Legislators Learn About Energy Development, Rural Education on Trip to Central Utah
Instead of holding their regular interim meetings this month, state legislators hit the road to visit several sites in central and southeastern Utah.
The trip started bright and early at 7 a.m. at the state capitol. Our first stop would be Price and Utah’s coal country.
The purpose of the two-day long trip is for legislators to visit parts of the state that they aren’t familiar with so that they can better understand the issues rural Utahns face. Along the way, legislators watched videos produced by the Utah Mining Association and local counties. Local officials also hopped on and off the bus to guide the journey and answer questions.

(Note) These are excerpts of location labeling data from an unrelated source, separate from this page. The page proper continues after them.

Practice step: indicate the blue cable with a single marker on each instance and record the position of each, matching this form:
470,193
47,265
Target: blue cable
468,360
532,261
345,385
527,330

One guide was Joe Peterson, the chancellor of Utah State University Eastern, located in Price.
“In five minutes, we’re going to be driving past the Carbon Power Plant which, in April of last year, was closed down," Peterson said, pointing out the left side of the bus. "The kids around Carbon County say that it made clouds, and it kind of hurts our feelings as we drive by and we don’t see the steam rising off the turbines as they turned and cranked out electricity."
The trip included stops at a brand new building on the campus of USU Eastern to hear about the future of coal, another stop at Green River High School to learn about the challenges of rural education, and finally, a stop at Dead Horse State Park to learn about the economic potential of tourism.
Democratic Representative Patrice Arent represents the Millcreek area of Salt Lake City. She says the stop at Green River High School was particularly impactful.
“When we look at the schools and we think about these teachers that have to teach so many subjects and try and transition with just small classes and those very unique needs, it helps us understand we may need to put additional resources into those smaller rural schools,” she said.
The legislators ended their night with a dinner at the Red Cliffs Lodge in Moab. This is the first site visit lawmakers have taken since before the recession in 2008.